Psychiatr Genet. 2017 Aug;27(4):131-138. doi: 10.1097/YPG.0000000000000173.
Genetic and clinical complexities are common features of most psychiatric illnesses that pose a major obstacle in risk-gene identification. Attention deficit hyperactivity disorder (ADHD) is the most prevalent child-onset psychiatric illness, with high heritability. Over the past decade, numerous genetic studies utilizing various approaches, such as genome-wide association, candidate-gene association, and linkage analysis, have identified a multitude of candidate loci/genes. However, such studies have yielded diverse findings that are rarely reproduced, indicating that other genetic determinants have not been discovered yet. In this study, we carried out sib-pair analysis on seven multiplex families with ADHD from Saudi Arabia. We aimed to identify the candidate chromosomal regions and genes linked to the disease.
A total of 41 individuals from multiplex families were analyzed for shared regions of homozygosity. Genes within these regions were prioritized according to their potential relevance to ADHD.

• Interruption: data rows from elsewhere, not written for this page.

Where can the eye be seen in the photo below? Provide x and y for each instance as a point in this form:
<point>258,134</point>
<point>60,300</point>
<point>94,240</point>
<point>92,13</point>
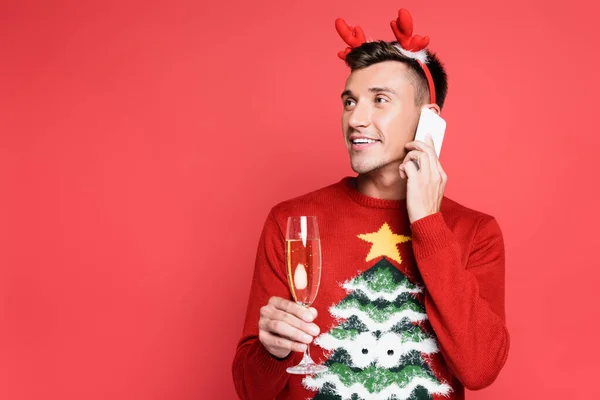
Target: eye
<point>349,102</point>
<point>389,350</point>
<point>364,350</point>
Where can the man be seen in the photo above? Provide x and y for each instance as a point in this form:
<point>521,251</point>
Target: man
<point>411,302</point>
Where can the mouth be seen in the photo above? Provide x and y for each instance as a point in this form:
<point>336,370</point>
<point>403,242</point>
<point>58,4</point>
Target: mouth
<point>358,144</point>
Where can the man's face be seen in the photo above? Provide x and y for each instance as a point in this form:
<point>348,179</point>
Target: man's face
<point>380,116</point>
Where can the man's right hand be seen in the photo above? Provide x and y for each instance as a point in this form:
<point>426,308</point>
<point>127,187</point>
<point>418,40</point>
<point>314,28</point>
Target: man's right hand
<point>285,326</point>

We identified multiple genomic regions spanning different chromosomes to be shared among affected members of each family; these included chromosomes 3, 5, 6, 7, 8, 9, 10, 13, 17, and 18. We also found specific regions on chromosomes 8 and 17 to be shared between affected individuals from more than one family. Among the genes present in the regions reported here were involved in neurotransmission (GRM3, SIGMAR1, CHAT, and SLC18A3) and members of the HLA gene family (HLA-A, HLA-DPA1, and MICC).

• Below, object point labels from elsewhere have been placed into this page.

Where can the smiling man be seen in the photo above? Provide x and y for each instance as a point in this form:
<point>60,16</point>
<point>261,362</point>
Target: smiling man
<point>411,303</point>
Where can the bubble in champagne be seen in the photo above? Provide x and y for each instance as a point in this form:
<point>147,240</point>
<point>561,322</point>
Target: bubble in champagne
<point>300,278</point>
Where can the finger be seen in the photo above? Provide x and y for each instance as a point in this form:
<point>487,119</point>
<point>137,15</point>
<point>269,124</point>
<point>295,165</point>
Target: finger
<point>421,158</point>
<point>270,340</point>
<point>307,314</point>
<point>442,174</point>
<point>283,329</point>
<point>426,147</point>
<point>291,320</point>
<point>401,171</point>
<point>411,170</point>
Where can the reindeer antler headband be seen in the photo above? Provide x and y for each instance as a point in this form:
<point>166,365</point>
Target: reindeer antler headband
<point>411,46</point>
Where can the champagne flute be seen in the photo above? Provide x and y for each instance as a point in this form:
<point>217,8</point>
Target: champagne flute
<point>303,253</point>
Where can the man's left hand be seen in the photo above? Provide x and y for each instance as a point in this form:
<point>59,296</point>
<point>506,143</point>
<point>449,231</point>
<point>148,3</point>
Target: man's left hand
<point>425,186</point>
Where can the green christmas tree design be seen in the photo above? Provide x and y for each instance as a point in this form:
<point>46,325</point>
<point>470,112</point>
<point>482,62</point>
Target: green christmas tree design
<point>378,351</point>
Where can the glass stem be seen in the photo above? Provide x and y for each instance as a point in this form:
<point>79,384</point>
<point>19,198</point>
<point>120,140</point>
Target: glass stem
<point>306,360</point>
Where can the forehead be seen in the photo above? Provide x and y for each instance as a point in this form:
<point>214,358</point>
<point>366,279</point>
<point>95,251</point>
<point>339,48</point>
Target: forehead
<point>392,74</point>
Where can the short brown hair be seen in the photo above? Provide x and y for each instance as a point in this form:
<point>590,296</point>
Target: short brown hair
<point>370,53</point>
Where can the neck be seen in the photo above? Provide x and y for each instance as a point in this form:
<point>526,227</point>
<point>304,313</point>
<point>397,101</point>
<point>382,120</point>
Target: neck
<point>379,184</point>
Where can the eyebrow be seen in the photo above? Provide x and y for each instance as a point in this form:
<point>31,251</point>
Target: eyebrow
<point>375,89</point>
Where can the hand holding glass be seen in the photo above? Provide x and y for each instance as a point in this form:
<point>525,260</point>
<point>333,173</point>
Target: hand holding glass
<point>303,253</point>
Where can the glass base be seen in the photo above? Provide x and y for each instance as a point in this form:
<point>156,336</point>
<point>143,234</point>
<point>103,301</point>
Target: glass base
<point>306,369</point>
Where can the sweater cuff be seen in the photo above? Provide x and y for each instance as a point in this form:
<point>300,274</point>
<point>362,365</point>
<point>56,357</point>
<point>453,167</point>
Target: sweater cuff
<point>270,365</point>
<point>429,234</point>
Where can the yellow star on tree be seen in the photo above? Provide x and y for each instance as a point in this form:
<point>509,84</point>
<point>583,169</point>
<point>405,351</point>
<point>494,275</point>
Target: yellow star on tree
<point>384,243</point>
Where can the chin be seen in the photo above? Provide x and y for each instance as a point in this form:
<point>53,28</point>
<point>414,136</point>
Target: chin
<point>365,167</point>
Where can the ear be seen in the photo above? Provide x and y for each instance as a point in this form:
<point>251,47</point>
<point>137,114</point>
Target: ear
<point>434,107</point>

The candidate regions identified in this study highlight the genetic diversity of ADHD. Upon further investigation, these loci may reveal candidate genes that enclose variants associated with ADHD. Although most ADHD studies were conducted in other populations, our study provides insight from an understudied, ethnically interesting population.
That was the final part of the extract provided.